VIII – Eu estou sempre no centro de tudo: os homens,
os animais e as coisas, hostis ou favoráveis, dispõem-se ao meu redor.
IX – Quando se está dormindo, se vê homens, cães,
casas, árvores, formas amenas e formas assustadoras. Quando se desperta, essas
formas desaparecem.
X – Meditação: Eu amo o meu senhor Bergeret porque ele
é poderoso e terrível.
XI – Uma ação pela qual se foi espancado é uma ação
má. Uma ação pela qual se recebeu carícias e comida é uma boa ação.
XII – Quando a noite cai, potências malfazejas rondam
em torno da casa. Eu, com meus latidos, advertimos o meu senhor, para que ele
as expulse.
XIII – Prece: Ó meu senhor Bergeret, deus do massacre,
eu te adoro. Terrível, sê louvado! Propício, sê louvado! Eu me arrojo a teus
pés, lambo-te as mãos. Tu és muito grande e majestoso. Tu és grande e majestoso
quando, com um movimento do dedo, transformas a noite em dia. Guarda-me em tua
casa à exclusão de todos os outros cães. E tu cozinheira, divindade excelsa e
bondosa, eu te adoro e venero para que me dês bastante de comer.
XIV – Os cães que não mostram devoção para com os
homens e que desprezam os fetiches reunidos na casa do senhor levam uma vida
errante e miserável.
XV – Um dia, um cântaro furado, cheio d’água,
atravessando a sala de visitas, molhou o assoalho encerado. Acho que o
porcalhão deve ter sido surrado.
XVI – Os homens têm o poder divino de abrir todas as
portas. Eu só consigo abrir um pequeno número delas. As portas são grandes
fetiches que não costumam obedecer aos cães.
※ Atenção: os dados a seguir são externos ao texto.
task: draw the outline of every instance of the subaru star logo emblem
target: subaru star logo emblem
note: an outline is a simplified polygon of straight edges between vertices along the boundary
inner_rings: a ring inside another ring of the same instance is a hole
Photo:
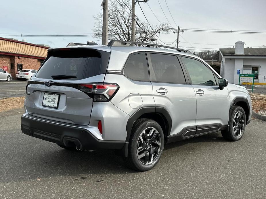
[[[44,82],[44,85],[46,86],[50,86],[51,84],[49,81],[45,81]]]

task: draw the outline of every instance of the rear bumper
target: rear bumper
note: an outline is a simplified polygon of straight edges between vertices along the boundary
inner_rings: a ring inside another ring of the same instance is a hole
[[[80,126],[49,122],[26,114],[21,117],[21,128],[28,135],[66,146],[72,146],[74,143],[81,150],[127,149],[125,141],[99,140]]]

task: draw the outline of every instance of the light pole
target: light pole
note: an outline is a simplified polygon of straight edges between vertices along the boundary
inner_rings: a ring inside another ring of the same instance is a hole
[[[157,45],[157,42],[158,42],[158,39],[155,39],[155,38],[152,38],[151,39],[151,40],[152,42],[154,42],[154,41],[155,40],[156,40],[156,45]],[[157,48],[157,46],[156,46],[156,48]]]

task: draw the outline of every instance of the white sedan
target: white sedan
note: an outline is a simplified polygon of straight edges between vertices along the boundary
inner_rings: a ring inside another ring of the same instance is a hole
[[[36,70],[23,69],[17,73],[16,74],[16,78],[18,80],[21,79],[29,79],[37,71]]]

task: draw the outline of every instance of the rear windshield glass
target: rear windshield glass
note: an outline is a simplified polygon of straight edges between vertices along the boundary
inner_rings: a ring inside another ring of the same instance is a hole
[[[74,80],[105,73],[110,53],[84,49],[69,49],[49,52],[36,77]]]

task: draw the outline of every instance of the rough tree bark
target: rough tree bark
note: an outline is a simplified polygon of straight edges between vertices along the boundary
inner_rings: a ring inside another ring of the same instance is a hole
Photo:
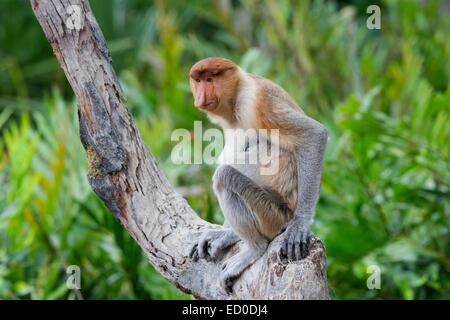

XVII – A vida de um cão é cheia de perigos. Para
evitar sofrimentos é preciso estar vigilante todo o tempo, durante as refeições
e até durante o sono.
XVIII – Nunca se pode estar certo de ter procedido bem
em relação aos homens. Cumpre adorá-los sem procurar compreendê-los. Seus
desígnios são misteriosos.
XIX – Invocação: Ó Medo, Medo augusto e paternal, Medo
santo e salutar, penetra-me, invade-me no perigo, para que eu evite o que possa
me ferir e para que eu não venha, lançando-me sobre o inimigo, a sofrer por
minha imprudência.
XX – O mundo é cheio de coisas hostis e assustadoras.